Why: Agents need to understand their role and what they own. Dispatch subagents with isolation: "worktree" via the Agent tool for filesystem isolation. After merging a subagent's branch, the caller must clean up: git worktree remove <path> then git branch -D <branch>. Claude Code only auto-cleans worktrees when agents make no changes.

4.3 Batching Rules

  • Max 3 concurrent teammates per batch. Prevents resource exhaustion and race conditions.
  • Batch phases: Spawn batch 1 (3 teammates) -> wait for completion -> shutdown -> spawn batch 2.
  • Max 3 sub-agents per teammate. Sub-agents handle discrete subtasks (reading docs, running tests) to preserve the teammate's context window.
Execution Timeline:
  Batch 1: [Teammate A] [Teammate B] [Teammate C]
           ─────────────────────────────────────────> complete, shutdown
  Batch 2: [Teammate D] [Teammate E] [Teammate F]
           ─────────────────────────────────────────> complete, shutdown

4.4 File Ownership Tables

Assign each shared file to exactly one teammate to eliminate merge conflicts:

markdown
## File Ownership
| File/Pattern | Owner |
|-------------|-------|
| `src/auth/**` | domain-auth |
| `src/data/**` | domain-data |
| `src/ui/**` | domain-ui |
| `src/shared/types.ts` | domain-data |
| `context/impl/impl-auth.md` | domain-auth |

Rule: If two teammates need to modify the same file, assign ownership to one and have the other request changes through the lead.

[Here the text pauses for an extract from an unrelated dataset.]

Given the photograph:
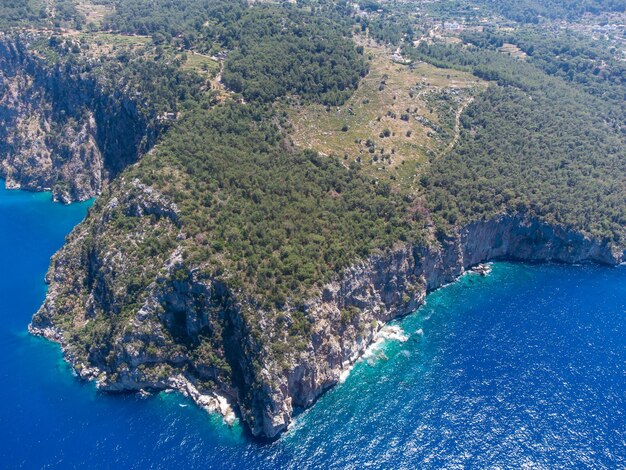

4.5 Exit Criteria and Completion Signals

Every prompt must end with explicit exit criteria and a completion signal:

markdown
## Exit Criteria
- [ ] All T- tasks are DONE or documented as BLOCKED
- [ ] {BUILD_COMMAND} passes with zero errors
- [ ] {TEST_COMMAND} passes with zero failures
- [ ] All modified source files have corresponding test coverage
- [ ] context/impl/ updated with current status

## Completion Signal
When ALL exit criteria are met, output exactly:
<all-tasks-complete>

This signal is used by the iteration loop to detect when to stop.

4.6 Spawn Templates

Teammates are fresh processes with no inherited history. Every spawn must include full context:

markdown
## Spawn Template for Teammate

You are implementing {DOMAIN} for the {PROJECT_NAME} project.

### Your Role
- You own: {FILE_PATTERNS}
- Isolation: dispatched via Agent tool with `isolation: "worktree"`
- Your impl tracking: context/impl/impl-{DOMAIN}.md

### Context to Read First
1. context/kits/spec-{DOMAIN}.md (WHAT to build)
2. context/plans/plan-{DOMAIN}.md (HOW to build it)
3. context/impl/impl-{DOMAIN}.md (what has been done)
4. git log --oneline -20 (recent history)

### Task
{TASK_DESCRIPTION}

### Exit Criteria
- [ ] {CRITERIA}

### Halting Conditions
- Do NOT push to remote unless explicitly asked
- Do NOT modify files outside your ownership
- If blocked for more than 20 minutes, document the blocker and stop

4.7 Halting Conditions

Explicit halting conditions prevent irreversible or wasteful actions:

markdown
## Halting Conditions
- Do NOT push to remote unless explicitly asked
- Do NOT modify files outside your file ownership table
- Do NOT delete test files or skip failing tests
- If a task takes more than 20 minutes, document findings and move on
- If you encounter a circular dependency, document it and stop
- Commit frequently to preserve progress

4.8 Sub-Agent Delegation

Teammates should delegate discrete subtasks to sub-agents to preserve their own context window:

markdown
## When to Use Sub-Agents
- Reading large documentation files
- Running and parsing test output
- Generating boilerplate code
- Researching framework APIs
- Performing file-by-file migrations

## Sub-Agent Rules
- Max 3 concurrent sub-agents per teammate
- Each sub-agent gets a focused, self-contained task
- Sub-agent results are summarized back to the teammate
- Sub-agents do NOT inherit the teammate's conversation history

5. Task Template Standardization

Use standardized task templates for consistent tracking across prompts:

Task ID format

markdown
### T-{DOMAIN}-{NUMBER}: {Task Title}
- **Status:** TODO | IN_PROGRESS | DONE | BLOCKED
- **blockedBy:** T-{OTHER_DOMAIN}-{NUMBER} (if applicable)
- **Files:** {list of files to create or modify}
- **Acceptance criteria:**
  - [ ] {criterion 1}
  - [ ] {criterion 2}

Dependency tracking with blockedBy

markdown
### T-AUTH-001: Implement login flow
- **Status:** TODO
- **blockedBy:** T-DATA-001 (needs user model)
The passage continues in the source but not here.